The Northern Cape police command has expressed concern about allegations circulating on social media and other platforms of hate speech directed at foreign national traders.
The row was sparked by recent media reports about allegedly poisoned fake products sold by foreign traders.
The police have pleaded with the public to take precautionary measures when buying goods. This includes checking expiry dates and reporting any suspicious goods to the police.
They also urged people to refrain from intimidating or instigating violence or hate crimes against foreign traders.
“It must be noted that the issue of fake, poisonous goods will be subject to police investigations if reported to the police. The police, in partnership with the local municipality environmental health inspectors and the Department of Home Affairs Immigrations Services, are heightening prevention approaches through multidisciplinary raids and inspections.”
The City of Joburg’s Public Safety MMC, Mgcini Tshwaku, has also taken a stand against the trading of fake food products, which has seen a spike in some areas.
Tshwaku met shop owners in the wake of the deaths of four children who allegedly consumed contaminated biscuits and juice they bought from foreign-run spaza shops.
The incident has sparked an outcry, with many calling for the closure of spaza shops and others suggesting stringent regulations be put in place to ensure the safety of consumers.

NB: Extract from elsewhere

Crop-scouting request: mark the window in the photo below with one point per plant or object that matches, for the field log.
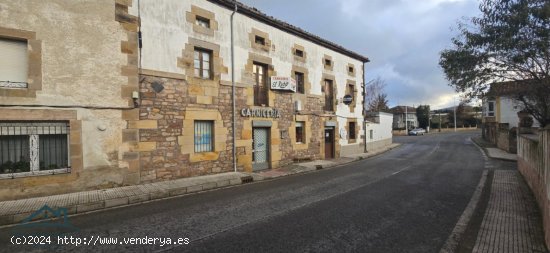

The Star recently reported about the African Transformation Movement’s concerns about toxic foods being sold in shops owned by undocumented foreign nationals.
Zama Ntshona, the party’s spokesperson, said: “This heartbreaking incident underscores the urgent need for stricter food safety regulations and rigorous inspections of all food items sold to our people, particularly in the townships, where such cases are becoming increasingly prevalent. It is the duty of our government to ensure the safety of its citizens and this extends to the food they consume.”
Following the tragic incident, Operation Dudula also vowed to permanently close foreign-owned spaza shops in Naledi, Soweto.
Several videos shared on social media showed communities taking a stand, with many checking the expiry dates of products sold to locals and others closing down shops.